Several of the available products derived from bioactive compound from natural product extracts have been applied for their dermatologic benefits, especially in cosmetics. The natural-based cosmetics are collectively referred to as “cosmeceuticals” introduced by Albert Kligman two decades ago . Cosmeceuticals are defined as intermediary substances between drugs and cosmetics. They do not require Food and Drug Administration (FDA) approval before being marketed. A discussion of all the currently available bioactive compounds from natural product extracts used in dermatology and dermatologic formulations would far exceed the scope of this article. Therefore, we focused on a select group of the most popular bioactive compounds from natural product extracts in Taiwan cosmeceuticals in the review.
Bioactive compounds from natural product extracts
The term “botanicals” subsumes numerous preparations derived from herbs, roots, stems and other materials of botanical origins. Botanicals are used for cosmetic purposes in the form of fresh plants or extracts. The use of plant extracts and herbs has feet in ancient times, with the earliest records coming from ancient China and Egypt. The cosmetic industry is taking good advantages of this trend by introducing plant extracts from seeds, herbs, flowers and fruits to their products, promising a gentler approach to beauty. The guiding principle of bioactive compounds from natural product extracts is that the naturally occurring mixture of active compounds in plants is more effective and safer than individual molecules and manufactured combinations of synthetic molecules . These products with active compounds are referred to as “cosmeceuticals” .
Bioactive compounds from natural product extracts are focused on improving the total “body condition”. Botanical sales in 2002 in the United States exceeded $4.3 billion and grew by one-third over only 6 years. Taiwan's online cosmeceuticals market is worth around NT$36 billion (US$1.2 billion) a year, with sales showing steady year-on-year growth. Bioactive compounds from natural product extracts growth has increasing to now consume 25% of all health- and lifestylerelated dollars . Now over 60 various bioactive compounds from natural product extracts are formulated into cosmeceuticals.
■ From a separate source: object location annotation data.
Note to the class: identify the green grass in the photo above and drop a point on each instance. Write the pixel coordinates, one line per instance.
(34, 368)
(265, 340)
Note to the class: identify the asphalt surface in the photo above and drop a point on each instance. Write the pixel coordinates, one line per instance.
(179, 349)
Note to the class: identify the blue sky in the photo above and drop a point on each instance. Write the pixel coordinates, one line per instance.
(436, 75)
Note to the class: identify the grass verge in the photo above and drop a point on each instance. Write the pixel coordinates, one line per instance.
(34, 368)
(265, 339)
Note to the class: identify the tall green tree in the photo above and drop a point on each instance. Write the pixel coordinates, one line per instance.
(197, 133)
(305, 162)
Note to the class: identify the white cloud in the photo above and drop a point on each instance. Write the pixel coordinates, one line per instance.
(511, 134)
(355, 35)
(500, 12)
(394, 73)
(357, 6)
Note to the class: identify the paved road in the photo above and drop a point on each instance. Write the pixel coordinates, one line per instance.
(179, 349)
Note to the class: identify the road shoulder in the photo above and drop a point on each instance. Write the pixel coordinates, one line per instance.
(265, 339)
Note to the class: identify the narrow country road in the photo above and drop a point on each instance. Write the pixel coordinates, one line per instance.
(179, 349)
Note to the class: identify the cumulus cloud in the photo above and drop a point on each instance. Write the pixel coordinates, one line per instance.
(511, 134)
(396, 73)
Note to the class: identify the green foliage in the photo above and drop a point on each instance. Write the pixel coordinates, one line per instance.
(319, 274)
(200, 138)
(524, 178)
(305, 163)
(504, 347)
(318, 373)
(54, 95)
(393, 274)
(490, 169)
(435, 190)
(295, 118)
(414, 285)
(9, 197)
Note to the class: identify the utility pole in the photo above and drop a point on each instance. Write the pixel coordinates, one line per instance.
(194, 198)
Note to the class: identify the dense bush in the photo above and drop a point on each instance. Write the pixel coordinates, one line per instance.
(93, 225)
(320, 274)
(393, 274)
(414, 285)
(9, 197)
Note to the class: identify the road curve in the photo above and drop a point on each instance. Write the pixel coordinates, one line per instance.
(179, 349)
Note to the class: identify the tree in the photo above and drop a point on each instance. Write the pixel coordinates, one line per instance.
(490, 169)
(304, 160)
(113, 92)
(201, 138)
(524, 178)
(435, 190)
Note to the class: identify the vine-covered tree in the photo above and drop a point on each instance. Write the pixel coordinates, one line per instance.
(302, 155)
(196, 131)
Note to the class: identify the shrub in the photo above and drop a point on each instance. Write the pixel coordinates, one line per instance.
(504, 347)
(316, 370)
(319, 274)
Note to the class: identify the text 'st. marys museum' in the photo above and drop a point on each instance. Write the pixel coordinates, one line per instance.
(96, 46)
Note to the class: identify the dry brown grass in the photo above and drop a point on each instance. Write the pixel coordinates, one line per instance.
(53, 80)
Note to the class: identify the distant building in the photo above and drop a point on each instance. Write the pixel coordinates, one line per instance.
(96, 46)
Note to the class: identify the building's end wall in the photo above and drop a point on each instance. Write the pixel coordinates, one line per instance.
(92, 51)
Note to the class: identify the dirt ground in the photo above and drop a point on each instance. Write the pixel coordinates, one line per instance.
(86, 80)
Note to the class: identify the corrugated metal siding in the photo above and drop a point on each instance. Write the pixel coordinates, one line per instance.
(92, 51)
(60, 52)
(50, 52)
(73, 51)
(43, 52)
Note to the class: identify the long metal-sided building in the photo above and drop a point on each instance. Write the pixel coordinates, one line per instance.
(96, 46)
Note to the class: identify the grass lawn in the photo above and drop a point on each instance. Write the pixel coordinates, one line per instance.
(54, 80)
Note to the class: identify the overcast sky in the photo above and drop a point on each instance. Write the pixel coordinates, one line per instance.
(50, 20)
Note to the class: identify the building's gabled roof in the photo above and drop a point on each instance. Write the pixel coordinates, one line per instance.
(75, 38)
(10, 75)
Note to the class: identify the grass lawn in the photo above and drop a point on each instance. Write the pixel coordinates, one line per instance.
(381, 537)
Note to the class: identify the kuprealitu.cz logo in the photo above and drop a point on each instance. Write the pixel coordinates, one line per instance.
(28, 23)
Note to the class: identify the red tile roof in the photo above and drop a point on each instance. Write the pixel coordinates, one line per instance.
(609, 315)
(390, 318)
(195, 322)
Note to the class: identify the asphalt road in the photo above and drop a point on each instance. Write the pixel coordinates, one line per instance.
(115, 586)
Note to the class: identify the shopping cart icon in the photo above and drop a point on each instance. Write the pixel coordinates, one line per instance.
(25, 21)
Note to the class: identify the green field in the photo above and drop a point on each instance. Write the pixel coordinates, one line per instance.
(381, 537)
Most bioactive compounds from natural product extracts possess several effects and often display different simultaneously, such as antioxidant, antiinflammatory, anticarcinogenic, and pigment-lightening activity. Various herbal crude drugs with their parts used for cosmeceuticals are given below. This article mainly reviews the bioactive compounds from natural product extracts in Taiwan cosmeceuticals.
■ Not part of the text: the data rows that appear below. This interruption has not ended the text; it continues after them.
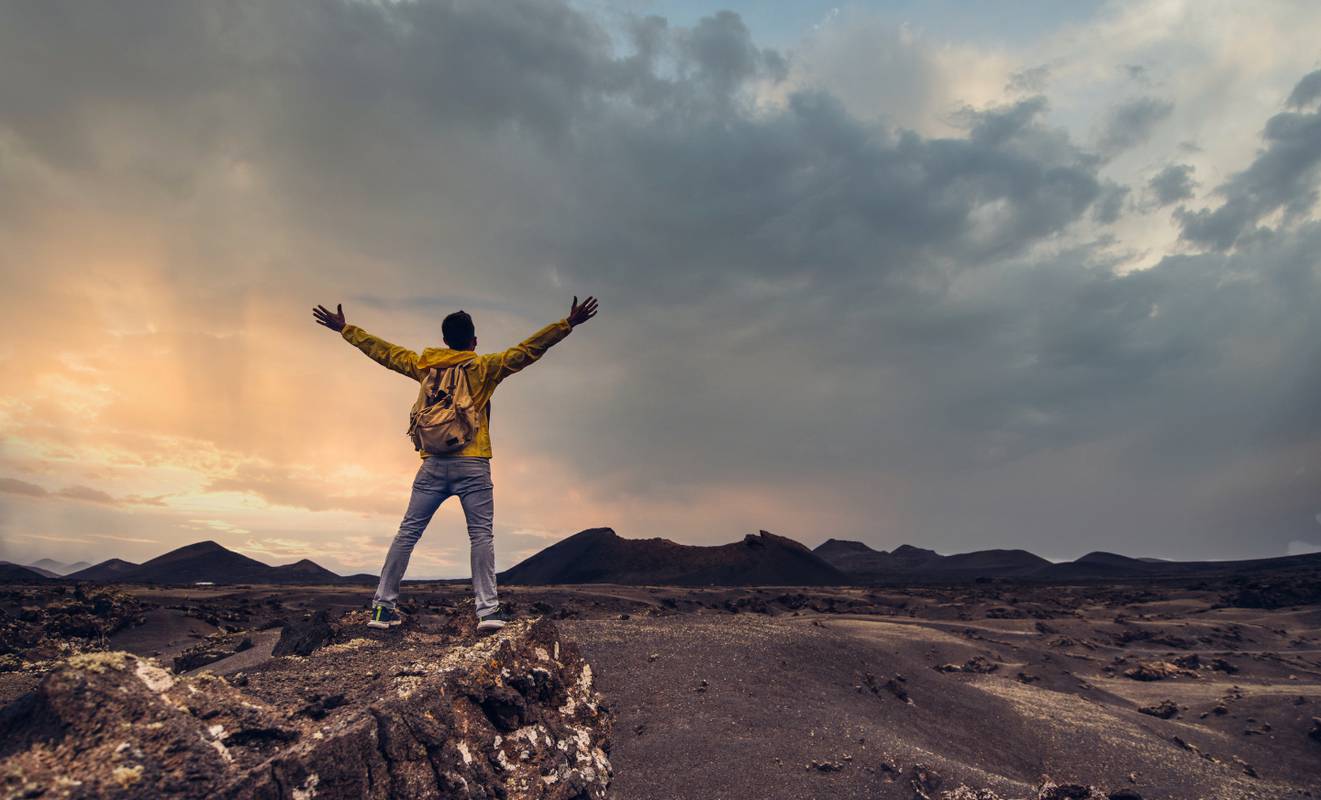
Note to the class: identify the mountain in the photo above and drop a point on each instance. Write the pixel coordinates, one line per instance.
(910, 564)
(303, 572)
(16, 573)
(201, 561)
(857, 559)
(601, 556)
(106, 570)
(208, 561)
Soy: Soy belongs to the pea family (Leguminosae) can be obtained by eating tofu or soybeans and drinking soymilk. It has been used for food and medicinal purposes for 5000 years in East Asia. The soybean trypsin inhibitor and Bowmann-Birk inhibitor, derived from soymilk, can induce skin depigmentation by inhibiting protease-activated receptor-2 (PAR-2) activation, which is responsible for the regulation of the ingestion of melanosomes by keratinocytes [4-6]. In large randomized, double-blind, vehicle-controlled study, a novel soy moisturizer containing nondenaturated soybean trypsin inhibitor and Bowmann-Birk inhibitor, demonstrated a significant improvement in mottled pigmentation, blotchiness, dullness, fine lines, overall texture, skin tone and appearance [7-9]. Furthermore, several preliminary in-vivo human studies have demonstrated that the skin-lightening effect of nondenatured soy extracts [10,11].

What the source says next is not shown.